People want to share their messages for people who may be going through something similar to what they have.
People stress the importance of being aware of when you are starting to experience difficulties, such as spending more money and time gambling. Because gambling is so easy to hide, other people may not notice when you are struggling. People have said that it is only once they accept that they are experiencing difficulties and realise that they do not have to go through it alone, that they are able to start their recovery journey.
Just talk about it and acknowledge it because it’s easy to hide it. It’s really easy to hide it because if you gamble during the night, no one’s going to know. I think it gets to the point where it’s gone too far before you realize that it’s gone too far because it doesn’t affect your body as such. It doesn’t show to other people. You’re still the same person, but you’ve got so much going on in your head when you’re thinking about gambling and knowing that you should stop and then the financial side of things and then how it impacts your family unit at home.

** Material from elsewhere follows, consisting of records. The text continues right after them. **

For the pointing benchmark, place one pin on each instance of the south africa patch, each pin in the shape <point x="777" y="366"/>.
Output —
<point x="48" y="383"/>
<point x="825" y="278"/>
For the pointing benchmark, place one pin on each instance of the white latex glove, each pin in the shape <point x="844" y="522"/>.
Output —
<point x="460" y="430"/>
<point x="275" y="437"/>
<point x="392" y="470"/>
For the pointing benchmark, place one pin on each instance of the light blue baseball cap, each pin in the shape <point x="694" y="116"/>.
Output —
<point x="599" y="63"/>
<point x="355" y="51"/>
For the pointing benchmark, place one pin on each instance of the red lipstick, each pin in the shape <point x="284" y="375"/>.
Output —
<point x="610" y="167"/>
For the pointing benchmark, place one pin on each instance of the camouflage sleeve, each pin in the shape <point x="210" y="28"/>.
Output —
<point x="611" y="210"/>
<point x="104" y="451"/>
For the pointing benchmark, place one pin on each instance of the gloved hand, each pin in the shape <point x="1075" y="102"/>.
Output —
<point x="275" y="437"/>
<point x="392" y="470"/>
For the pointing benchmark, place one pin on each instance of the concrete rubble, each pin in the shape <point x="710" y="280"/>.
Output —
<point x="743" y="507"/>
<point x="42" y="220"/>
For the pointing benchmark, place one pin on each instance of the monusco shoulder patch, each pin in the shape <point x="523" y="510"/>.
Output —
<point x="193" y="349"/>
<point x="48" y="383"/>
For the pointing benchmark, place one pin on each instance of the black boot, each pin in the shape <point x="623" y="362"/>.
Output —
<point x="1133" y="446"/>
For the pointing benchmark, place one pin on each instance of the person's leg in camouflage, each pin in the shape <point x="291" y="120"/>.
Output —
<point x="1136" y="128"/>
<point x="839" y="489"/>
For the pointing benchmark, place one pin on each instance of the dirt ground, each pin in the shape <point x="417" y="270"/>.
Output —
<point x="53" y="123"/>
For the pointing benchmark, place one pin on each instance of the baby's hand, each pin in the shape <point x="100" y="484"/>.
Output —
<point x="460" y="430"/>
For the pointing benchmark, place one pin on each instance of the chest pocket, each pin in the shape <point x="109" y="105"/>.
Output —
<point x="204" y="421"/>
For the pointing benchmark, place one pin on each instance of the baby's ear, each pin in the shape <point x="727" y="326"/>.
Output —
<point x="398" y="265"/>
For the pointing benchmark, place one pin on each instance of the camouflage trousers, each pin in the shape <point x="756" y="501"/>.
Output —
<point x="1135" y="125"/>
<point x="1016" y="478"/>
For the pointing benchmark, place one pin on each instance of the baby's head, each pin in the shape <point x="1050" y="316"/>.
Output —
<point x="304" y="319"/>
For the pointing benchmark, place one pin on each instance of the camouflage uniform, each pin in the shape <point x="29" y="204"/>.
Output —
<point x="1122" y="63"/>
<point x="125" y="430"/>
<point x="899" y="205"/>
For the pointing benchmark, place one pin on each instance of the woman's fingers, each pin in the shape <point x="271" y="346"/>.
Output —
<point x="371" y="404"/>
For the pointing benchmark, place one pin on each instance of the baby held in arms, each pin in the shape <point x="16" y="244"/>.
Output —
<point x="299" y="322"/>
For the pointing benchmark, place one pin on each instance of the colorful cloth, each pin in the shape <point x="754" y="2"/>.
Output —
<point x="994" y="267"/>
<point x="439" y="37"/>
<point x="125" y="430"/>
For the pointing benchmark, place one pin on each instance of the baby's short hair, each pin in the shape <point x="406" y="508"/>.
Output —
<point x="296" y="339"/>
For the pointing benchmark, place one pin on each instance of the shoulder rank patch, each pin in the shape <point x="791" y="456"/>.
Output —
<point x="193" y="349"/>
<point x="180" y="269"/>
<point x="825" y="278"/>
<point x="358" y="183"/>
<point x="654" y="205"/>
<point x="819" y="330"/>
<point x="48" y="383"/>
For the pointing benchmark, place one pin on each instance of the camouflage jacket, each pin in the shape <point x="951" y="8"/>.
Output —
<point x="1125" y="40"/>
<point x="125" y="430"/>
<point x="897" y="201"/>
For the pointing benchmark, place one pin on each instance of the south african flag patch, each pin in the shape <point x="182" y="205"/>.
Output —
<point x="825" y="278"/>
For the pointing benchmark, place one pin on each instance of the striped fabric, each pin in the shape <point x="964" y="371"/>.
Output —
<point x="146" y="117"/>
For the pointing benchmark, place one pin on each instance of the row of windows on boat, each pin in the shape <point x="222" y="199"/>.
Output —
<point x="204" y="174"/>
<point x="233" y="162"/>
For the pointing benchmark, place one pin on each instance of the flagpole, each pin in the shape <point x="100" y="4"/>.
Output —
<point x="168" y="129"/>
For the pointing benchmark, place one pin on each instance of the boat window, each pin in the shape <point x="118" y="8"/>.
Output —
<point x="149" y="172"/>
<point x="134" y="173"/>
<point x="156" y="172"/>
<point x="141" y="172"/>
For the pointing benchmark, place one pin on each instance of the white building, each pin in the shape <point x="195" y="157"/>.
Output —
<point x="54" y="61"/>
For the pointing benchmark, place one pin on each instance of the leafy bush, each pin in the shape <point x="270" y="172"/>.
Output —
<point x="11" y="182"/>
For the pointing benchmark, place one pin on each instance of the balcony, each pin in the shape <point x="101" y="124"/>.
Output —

You can talk to people till you’re blue in the face, and until that person acknowledges that they’ve got a gambling problem, anything that you say to them will just go completely over their head. People used to accuse me of having a gambling problem, and I used to say, “I haven’t got a problem.” They said, “Well, pack it in.” I said, “I can pack it in when I want.” They said, “Well, pack it in.” “But I don’t want to.” The sooner people realize that they do have a gambling problem, the sooner that they can do something about it.
Many people emphasise how important it is to tell someone what is happening and ask for help. They know how hard it is, but nobody regretted making that first step. They want to encourage others to speak to someone they trust early on. They want people to know that they are not alone and that there are safe spaces out there, where they can talk about their gambling with other people who will not judge them.
The biggest thing I would say to anyone experiencing it is reach out and get help… It’s scary. It’s daunting because there are so many ways in why you’re using gambling, whether that’s to escape from something, whether it’s blocking out emotions, feelings or whether it’s enjoyable and it just got out of control. Whatever the reason, a life without gambling is better than what you’re doing and facing up to problems and fears. Once you take the gambling away, life becomes more manageable. Life is better after gambling, and it was the best decision I ever did was to reach out and get help.
You do not have to do it on your own. There are different options available that can support you in your recovery. They suggest trying different treatment or support services to find out what works for you. They also advise putting in place all the barriers you can to stop being able to gamble.
I would encourage anybody to access absolutely everything. National Gambling Helpline, counselling, Gamblers Anonymous, make use of all the GamStop, GamBan, all these different self-exclusion things. There’s different things. It’s difficult in person because obviously you know your self-exclusion is only as good as the staff member, you know, and it’s not often – they can’t be expected to remember everybody. But put as many barriers as you can in place. You know, if you speak, speak to people, friends, to family, if you’re comfortable doing that.
Find the best help that suits you. There’s plenty of opportunity to get the help. There’re organizations that will give you one-to-ones on a weekly basis, there’s residential treatment programmes, if you can go into them, all there waiting to help you out. There is life after gambling. There is ways that you can stop gambling, but you’ve got to have it in your heart, and you’ve got to be in the right space at the right time… My life’s so much better now I can seek help. Get the help you deserve because gambling will only ruin you.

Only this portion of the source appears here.